No, I didn’t love it.  I mean, I enjoyed the heck out of the scenes in thermywhatsitsface, where all the Amazons were jumping around and fighting and what not, of course. Although even in those scenes I had a certain amount of ice in my heart.  You know the kind of thing.  Who does their laundry?  Why are they all the same age?  What do they feed the horses?

It’s when they leave thermywhatsitsface and wind up in WW1 that it gets annoying.  I mean, the woman has lived all her life on an island full of muscular effective autonomous women.  Why doesn’t she walk into a room full of male generals and wonder where are the women? (Wouldn’t it have been neat if there had been a solitary female secretary in the room taking notes and she’d gone straight to her?)  Why does she wander off through the western front accompanied by a man in a kilt, a man in a fez and a man in the wrong movie altogether?  (Wouldn’t it have been neat if she had picked up a suffragette, a VAD nurse and a lady despatch rider instead?)  And why oh why wasn’t the woman in the mask the secret bad guy all along?

Yes, yes: if you like the kind of summer movie where pretty people beat seven bells out of each other using buses and other handy implements then I’d rather watch one with a hero who’s a woman than one with a hero who’s a panther or a hero who’s an ant.

Because in the end THAT was the problem.

Being a woman, for Wonderwoman, is as significant as being rich is for Bruce Wayne or being an occasional rage monster is for Bruce Banner.  It wasn’t the superhero movie that finally recognised women are people: it was the superhero movie where being a woman was the hero’s schtick.

Week two

The first week of the writeathon went pretty well.  On Monday I worked on what I used to call the Groats novel and I’m now calling the Taxpunk novel, a near-future what-would-the-world-look-like-with-a-different-economic-system novel that I’ve been taking in bits to my writers group for the best part of a year now.  I have lots of bits but I haven’t found the voice of it yet or found how to stitch my bits of plot together.  However I had a binge re-read of Paul Gallico a couple of weeks ago and I think it might work in a twinkly, people are fundamentally OK, slightly sentimental mode and I certainly had no problems throwing words at it in that register.

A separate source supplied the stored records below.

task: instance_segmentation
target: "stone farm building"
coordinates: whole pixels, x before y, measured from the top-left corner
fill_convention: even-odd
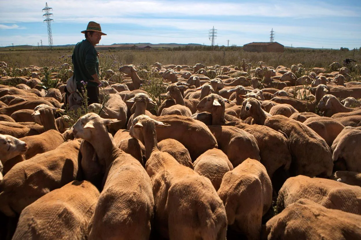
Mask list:
[[[243,51],[246,52],[283,52],[284,48],[284,46],[277,42],[273,43],[253,42],[243,45]]]
[[[111,45],[98,45],[95,47],[97,50],[149,50],[152,47],[148,45],[138,46],[134,44],[113,44]]]

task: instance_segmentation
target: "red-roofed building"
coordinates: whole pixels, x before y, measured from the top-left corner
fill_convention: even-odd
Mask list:
[[[284,46],[277,42],[273,43],[253,42],[243,45],[243,51],[247,52],[283,52]]]

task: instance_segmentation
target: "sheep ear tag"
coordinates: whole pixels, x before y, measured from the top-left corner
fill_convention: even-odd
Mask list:
[[[104,125],[107,126],[119,122],[120,122],[120,121],[118,120],[116,118],[107,118],[104,121]]]
[[[84,126],[84,127],[83,128],[94,128],[94,125],[93,125],[93,123],[92,123],[91,122],[87,122],[86,123],[86,124],[85,125],[85,126]]]
[[[213,106],[221,106],[221,104],[219,103],[219,102],[217,101],[217,99],[214,99],[213,100]]]
[[[143,127],[143,125],[141,123],[140,123],[139,122],[135,123],[134,125],[134,126],[133,126],[133,127],[134,127],[135,128],[142,128]]]
[[[37,115],[40,115],[40,112],[39,112],[38,110],[36,110],[36,111],[33,112],[32,113],[31,115],[33,116],[36,116]]]
[[[164,126],[164,127],[168,127],[168,126],[170,126],[170,124],[168,124],[168,123],[165,123],[162,122],[160,122],[159,121],[155,121],[155,123],[156,125],[157,126]]]

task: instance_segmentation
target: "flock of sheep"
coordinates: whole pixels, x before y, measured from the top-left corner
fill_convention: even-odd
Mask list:
[[[258,65],[156,63],[157,108],[136,66],[109,69],[75,122],[66,83],[2,77],[0,239],[361,239],[361,82]]]

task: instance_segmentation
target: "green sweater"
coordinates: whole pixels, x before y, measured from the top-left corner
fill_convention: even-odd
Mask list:
[[[96,73],[99,76],[99,60],[94,46],[86,39],[79,42],[74,48],[71,58],[77,85],[82,86],[80,82],[84,81],[90,86],[97,86],[96,83],[89,81],[93,80],[92,75]]]

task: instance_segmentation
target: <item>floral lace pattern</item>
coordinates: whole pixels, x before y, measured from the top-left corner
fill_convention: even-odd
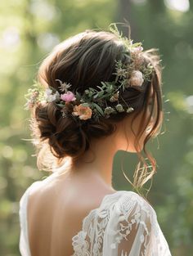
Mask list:
[[[132,191],[105,195],[72,241],[73,256],[171,256],[154,209]]]
[[[29,192],[29,187],[20,201],[22,256],[31,256],[26,216]],[[137,193],[126,191],[103,198],[99,208],[83,218],[72,245],[71,256],[171,256],[154,209]]]

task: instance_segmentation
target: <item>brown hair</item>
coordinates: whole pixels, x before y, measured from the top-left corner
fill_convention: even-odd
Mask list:
[[[58,92],[58,82],[56,79],[72,84],[71,91],[79,88],[83,93],[86,88],[96,88],[101,81],[114,81],[114,73],[115,61],[121,60],[124,64],[129,61],[123,54],[124,47],[121,39],[114,33],[105,31],[86,30],[57,45],[48,56],[43,61],[38,74],[38,80],[45,88],[54,88]],[[135,146],[140,160],[143,163],[143,172],[139,174],[137,168],[134,186],[141,186],[155,172],[155,161],[149,155],[145,145],[160,127],[162,121],[162,97],[161,97],[161,67],[159,57],[155,49],[142,52],[147,65],[154,66],[154,73],[150,82],[144,83],[141,87],[127,88],[119,96],[119,101],[123,106],[128,104],[134,108],[134,118],[142,114],[141,125],[136,134]],[[149,100],[152,95],[150,115]],[[113,103],[112,103],[113,104]],[[144,150],[152,165],[151,174],[147,172],[147,164],[138,150],[138,141],[144,131],[148,127],[151,116],[156,109],[154,117],[154,126],[149,131],[145,139]],[[62,117],[58,106],[54,101],[46,106],[36,106],[34,109],[31,129],[38,140],[38,167],[43,164],[43,148],[50,150],[52,155],[58,160],[58,165],[62,160],[70,156],[76,161],[89,149],[89,141],[92,137],[99,138],[112,134],[116,129],[116,123],[123,120],[128,115],[126,112],[110,115],[109,119],[101,118],[99,122],[92,119],[78,124],[74,119]],[[149,115],[148,115],[149,116]],[[146,120],[146,121],[145,121]],[[146,174],[146,175],[145,175]],[[147,178],[148,177],[148,178]]]

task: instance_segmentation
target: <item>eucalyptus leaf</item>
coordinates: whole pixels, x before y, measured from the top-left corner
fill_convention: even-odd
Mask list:
[[[101,106],[99,106],[96,103],[92,103],[92,105],[96,107],[96,109],[97,110],[97,111],[101,115],[104,115],[104,112],[102,110],[102,109],[101,108]]]

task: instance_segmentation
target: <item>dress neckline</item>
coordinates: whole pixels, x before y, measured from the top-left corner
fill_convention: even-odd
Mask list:
[[[38,181],[38,182],[41,182],[41,181]],[[35,182],[34,182],[35,183]],[[34,184],[33,183],[33,184]],[[101,199],[101,201],[99,204],[99,206],[97,208],[95,208],[95,209],[92,209],[89,211],[89,213],[83,218],[82,220],[82,225],[81,225],[81,229],[80,231],[79,231],[71,239],[71,240],[73,241],[73,240],[79,236],[79,233],[83,232],[83,229],[84,229],[84,223],[87,222],[88,219],[89,219],[89,218],[92,216],[92,214],[99,210],[102,205],[105,204],[105,201],[106,200],[107,198],[109,197],[114,197],[116,196],[117,195],[119,195],[121,193],[125,193],[125,192],[132,192],[132,193],[134,193],[133,191],[115,191],[115,192],[114,193],[110,193],[110,194],[106,194],[105,195],[103,196],[103,198]],[[26,214],[25,214],[25,222],[26,222],[26,232],[27,232],[27,241],[28,241],[28,249],[29,249],[29,252],[30,254],[29,256],[31,256],[31,251],[30,251],[30,247],[29,247],[29,228],[28,228],[28,203],[29,203],[29,191],[27,195],[27,204],[26,204],[26,209],[25,209],[25,212],[26,212]],[[73,256],[73,255],[71,255]]]

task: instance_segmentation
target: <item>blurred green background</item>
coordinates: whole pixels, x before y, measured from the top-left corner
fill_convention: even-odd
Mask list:
[[[193,7],[188,0],[7,0],[0,2],[0,255],[19,253],[19,200],[38,171],[24,94],[52,48],[86,29],[106,29],[130,22],[132,38],[145,49],[159,49],[165,119],[164,134],[149,148],[158,161],[148,199],[174,256],[193,251]],[[122,28],[122,30],[123,28]],[[124,33],[127,34],[127,31]],[[168,101],[169,100],[169,101]],[[170,114],[169,114],[170,112]],[[114,186],[129,190],[121,172],[123,152],[114,164]],[[132,178],[134,155],[124,155]]]

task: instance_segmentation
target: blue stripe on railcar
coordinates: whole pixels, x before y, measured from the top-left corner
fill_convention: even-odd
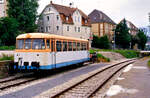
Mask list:
[[[68,66],[68,65],[73,65],[73,64],[77,64],[77,63],[81,63],[81,62],[85,62],[90,60],[90,58],[86,58],[86,59],[81,59],[81,60],[74,60],[74,61],[70,61],[70,62],[63,62],[63,63],[58,63],[58,64],[52,64],[52,65],[45,65],[45,66],[40,66],[38,69],[42,69],[42,70],[47,70],[47,69],[53,69],[54,66],[56,66],[56,68],[60,68],[60,67],[64,67],[64,66]],[[14,65],[14,69],[16,69],[16,65]],[[34,66],[18,66],[18,69],[37,69],[37,67]]]

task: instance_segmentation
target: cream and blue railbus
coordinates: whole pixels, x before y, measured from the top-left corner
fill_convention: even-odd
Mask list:
[[[26,33],[17,36],[14,68],[49,70],[88,61],[88,40]]]

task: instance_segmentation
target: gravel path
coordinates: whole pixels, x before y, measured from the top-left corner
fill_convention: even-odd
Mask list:
[[[56,76],[53,79],[50,79],[48,81],[38,83],[36,85],[29,86],[22,90],[0,96],[0,98],[31,98],[31,97],[34,97],[44,91],[47,91],[50,88],[53,88],[60,84],[63,84],[74,77],[91,72],[95,69],[98,69],[98,68],[106,66],[106,65],[107,64],[94,64],[91,66],[86,66],[79,70],[67,72],[63,75]]]

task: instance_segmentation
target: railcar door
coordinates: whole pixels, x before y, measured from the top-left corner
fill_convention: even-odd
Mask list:
[[[55,52],[55,40],[51,40],[51,60],[52,60],[52,68],[56,68],[56,52]]]

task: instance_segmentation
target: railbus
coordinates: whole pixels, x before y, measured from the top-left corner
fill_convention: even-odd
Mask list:
[[[47,33],[17,36],[14,68],[50,70],[90,59],[88,40]]]

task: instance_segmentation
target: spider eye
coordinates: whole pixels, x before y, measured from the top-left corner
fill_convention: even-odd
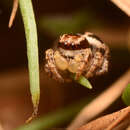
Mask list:
[[[99,37],[97,37],[97,36],[94,35],[94,34],[89,34],[88,36],[89,36],[89,37],[92,37],[92,38],[94,38],[94,39],[96,39],[96,40],[98,40],[98,41],[100,41],[101,43],[104,43]]]

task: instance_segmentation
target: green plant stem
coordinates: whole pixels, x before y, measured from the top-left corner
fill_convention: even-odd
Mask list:
[[[70,121],[93,98],[95,98],[95,96],[82,99],[79,103],[57,110],[56,112],[32,121],[30,124],[17,128],[16,130],[49,130],[58,125],[62,125]]]
[[[31,0],[19,0],[19,6],[22,14],[27,41],[30,91],[34,107],[33,115],[35,115],[37,114],[40,99],[37,28]]]

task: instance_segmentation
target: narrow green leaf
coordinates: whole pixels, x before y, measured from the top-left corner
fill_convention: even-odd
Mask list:
[[[122,99],[127,106],[130,106],[130,84],[125,88],[122,94]]]
[[[75,79],[75,74],[71,74],[72,79],[74,79],[77,83],[81,84],[82,86],[92,89],[91,83],[86,79],[84,76],[80,76],[78,80]]]
[[[38,59],[38,40],[37,28],[34,18],[34,12],[31,0],[19,0],[19,6],[25,28],[27,41],[27,57],[29,67],[30,91],[34,113],[32,118],[37,114],[40,99],[40,83],[39,83],[39,59]],[[30,118],[31,119],[31,118]]]

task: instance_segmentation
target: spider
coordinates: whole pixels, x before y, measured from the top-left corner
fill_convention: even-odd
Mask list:
[[[70,81],[70,73],[78,80],[81,75],[90,78],[108,71],[109,48],[90,32],[63,34],[56,48],[45,54],[45,71],[60,82]]]

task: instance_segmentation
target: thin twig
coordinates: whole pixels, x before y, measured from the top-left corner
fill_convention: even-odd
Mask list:
[[[75,130],[109,107],[122,93],[130,81],[130,70],[120,77],[110,88],[87,105],[70,124],[67,130]]]
[[[130,1],[129,0],[111,0],[116,6],[130,16]]]
[[[9,25],[8,25],[9,28],[11,28],[11,26],[13,25],[13,21],[14,21],[15,16],[16,16],[17,9],[18,9],[18,0],[14,0],[13,9],[12,9],[10,19],[9,19]]]
[[[100,117],[78,130],[124,130],[130,124],[130,107]]]

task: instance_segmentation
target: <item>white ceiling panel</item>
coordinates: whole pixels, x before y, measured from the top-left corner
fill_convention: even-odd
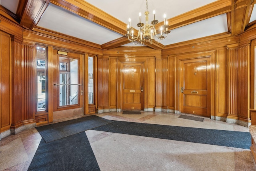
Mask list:
[[[251,15],[250,22],[252,22],[255,20],[256,20],[256,5],[254,4],[253,5],[253,9],[252,10],[252,12]]]
[[[37,26],[100,45],[122,36],[52,4]]]
[[[139,22],[139,13],[142,13],[142,22],[145,22],[144,14],[146,10],[146,0],[86,0],[94,6],[108,13],[123,22],[128,24],[129,18],[131,26],[137,29]],[[153,11],[156,11],[156,19],[159,22],[164,20],[165,13],[166,18],[170,18],[194,10],[215,0],[148,0],[148,10],[150,12],[149,20],[153,20]]]
[[[0,5],[16,14],[19,0],[0,0]]]
[[[172,30],[161,43],[167,45],[227,31],[227,17],[224,14]]]

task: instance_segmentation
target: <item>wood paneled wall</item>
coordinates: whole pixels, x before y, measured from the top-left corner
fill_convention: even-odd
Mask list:
[[[228,117],[237,119],[236,115],[236,91],[237,89],[237,47],[228,47]]]
[[[98,111],[109,109],[108,96],[108,58],[98,58]]]
[[[240,120],[250,119],[250,42],[240,45],[237,55],[237,115]]]
[[[146,47],[124,47],[105,50],[104,53],[104,56],[109,60],[109,68],[108,70],[105,70],[105,72],[108,72],[109,87],[108,91],[105,89],[103,91],[108,91],[110,110],[119,111],[122,108],[120,68],[121,64],[125,62],[144,63],[144,107],[146,110],[152,110],[156,107],[156,104],[158,103],[160,104],[158,107],[161,108],[161,90],[163,86],[163,77],[161,76],[163,62],[161,58],[161,51]],[[99,61],[98,60],[98,62]],[[158,62],[159,65],[156,64]],[[100,66],[98,64],[98,67]],[[103,70],[100,68],[98,70],[98,77],[101,77],[100,70]],[[164,81],[166,82],[166,80]],[[158,83],[158,86],[156,83]],[[160,87],[156,87],[158,86]],[[104,92],[98,90],[98,97],[102,98]],[[99,107],[99,104],[98,106]]]
[[[24,98],[25,95],[24,86],[24,60],[22,54],[22,40],[16,36],[12,36],[12,114],[11,129],[23,125],[24,110]]]
[[[11,123],[11,38],[0,32],[0,133],[9,130]],[[0,139],[1,138],[0,137]]]
[[[33,108],[35,97],[32,85],[35,46],[37,44],[48,47],[48,55],[52,57],[48,64],[50,70],[53,67],[54,49],[98,56],[95,73],[97,75],[95,94],[98,99],[96,99],[96,105],[98,111],[103,111],[121,109],[120,69],[120,64],[126,62],[144,64],[146,110],[178,110],[177,67],[178,56],[194,58],[194,54],[213,52],[211,52],[212,55],[211,93],[213,95],[211,97],[213,106],[211,115],[245,122],[250,121],[248,109],[250,104],[254,103],[251,101],[254,99],[251,99],[254,92],[250,91],[255,83],[252,82],[255,79],[250,78],[250,75],[252,68],[254,68],[253,70],[255,68],[255,64],[252,63],[254,60],[250,58],[253,56],[251,54],[252,48],[250,42],[256,40],[255,28],[240,35],[232,36],[224,33],[172,44],[166,46],[162,51],[145,47],[124,47],[103,50],[100,45],[39,28],[35,28],[33,31],[24,30],[15,21],[1,16],[0,20],[2,21],[0,31],[4,32],[1,34],[1,40],[4,40],[1,42],[1,48],[5,50],[4,51],[1,50],[1,58],[2,62],[7,64],[2,64],[0,68],[0,133],[35,123],[36,109]],[[3,43],[8,42],[7,40],[10,39],[8,45]],[[7,48],[8,46],[10,48]],[[5,56],[8,56],[10,57],[8,61]],[[5,67],[8,65],[10,66],[7,73]],[[3,75],[4,72],[8,74]],[[50,71],[49,72],[51,76],[53,74]],[[49,83],[53,84],[50,80]],[[9,90],[8,88],[3,89],[3,86],[6,85]],[[52,89],[50,89],[49,91],[50,93],[52,92]],[[52,97],[50,95],[49,97],[49,102],[51,103]],[[8,100],[9,103],[3,102]],[[41,113],[42,116],[48,116],[48,111],[52,112],[52,109],[50,107],[45,113]],[[49,120],[52,121],[50,116]]]

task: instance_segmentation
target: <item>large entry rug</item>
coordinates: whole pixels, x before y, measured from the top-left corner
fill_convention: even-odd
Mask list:
[[[28,171],[100,170],[85,132],[46,143],[42,139]]]
[[[245,149],[250,149],[251,145],[249,132],[122,121],[115,121],[92,129]]]
[[[48,143],[112,122],[113,121],[92,115],[36,128],[45,142]]]

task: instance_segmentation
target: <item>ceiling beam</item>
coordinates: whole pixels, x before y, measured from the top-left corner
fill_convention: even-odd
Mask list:
[[[232,5],[230,0],[219,0],[195,10],[167,20],[168,30],[173,30],[219,15],[230,12]],[[159,30],[162,22],[158,24],[156,30]]]
[[[50,0],[50,2],[56,5],[122,35],[125,35],[127,33],[126,23],[120,21],[83,0]],[[136,36],[138,30],[134,29],[134,36]],[[127,38],[126,39],[128,40]],[[125,40],[124,39],[121,37],[120,39],[106,43],[102,45],[102,48],[110,49],[110,48],[112,47],[118,47],[130,42]],[[115,43],[117,43],[117,44],[116,45]],[[164,46],[157,42],[154,42],[152,44],[145,43],[145,44],[156,50],[164,49]]]
[[[50,2],[122,35],[127,33],[126,24],[84,0],[50,0]]]
[[[102,49],[111,49],[130,43],[127,38],[123,36],[101,45]]]
[[[232,0],[231,10],[231,34],[236,35],[243,32],[249,23],[252,11],[252,0]]]
[[[20,25],[32,30],[37,24],[50,0],[20,0],[17,10],[17,16]]]

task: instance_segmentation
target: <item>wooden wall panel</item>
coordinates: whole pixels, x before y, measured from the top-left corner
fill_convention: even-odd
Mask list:
[[[175,101],[176,95],[176,89],[175,88],[176,73],[175,72],[176,66],[175,62],[175,58],[174,56],[168,57],[168,107],[169,109],[174,110],[175,108]],[[178,91],[177,90],[177,91]],[[177,108],[178,108],[178,106]]]
[[[239,47],[237,56],[237,114],[239,119],[247,121],[250,118],[250,44]]]
[[[156,109],[162,108],[162,96],[163,95],[162,85],[162,60],[156,60]]]
[[[117,109],[117,59],[110,59],[110,109]]]
[[[156,106],[156,58],[149,57],[145,61],[144,67],[146,71],[144,73],[144,77],[147,76],[148,78],[147,80],[144,78],[144,85],[147,83],[148,85],[147,87],[145,87],[146,90],[147,90],[146,91],[144,91],[144,93],[146,93],[144,102],[147,102],[147,100],[146,107],[148,108],[154,108]]]
[[[12,36],[12,114],[11,129],[22,125],[24,113],[24,63],[22,41]]]
[[[236,45],[235,45],[235,46],[236,46]],[[238,119],[236,115],[237,48],[235,47],[228,48],[228,115],[227,117],[237,119]]]
[[[216,59],[216,116],[226,117],[227,115],[226,50],[217,50]]]
[[[23,120],[34,119],[33,113],[33,64],[34,46],[24,45],[24,104]]]
[[[167,108],[167,96],[169,95],[167,93],[167,85],[168,78],[168,60],[167,58],[165,58],[162,60],[162,107]]]
[[[108,59],[98,58],[98,109],[109,108]]]
[[[11,123],[10,67],[10,38],[0,32],[0,133],[9,129]]]

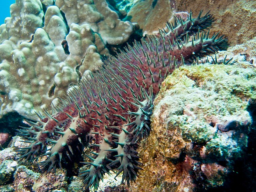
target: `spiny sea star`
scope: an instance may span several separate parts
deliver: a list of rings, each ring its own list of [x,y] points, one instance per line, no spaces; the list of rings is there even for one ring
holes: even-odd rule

Tuesday I put some words onto my prospective non-fiction book, a handbook of government consultation and how (not to) do it.  More of that later, maybe.

Wednesday I had set aside to work on short stories, in particular one that I’d already taken to the writing group: they thought it was ready to go but I wasn’t so sure.  Turned out it needed pruning, not expanding, so I worked on it a bit and then threw some more words at the taxpunk novel to make my quota for the day.

Thursday was the fantasy novel of which I already have several chapters and I got past a passage where I was previously blocked, yay me.

On Friday…. well, that was set aside for PhD work and that’s a whole other blog entry.  Or indeed a three volume novel.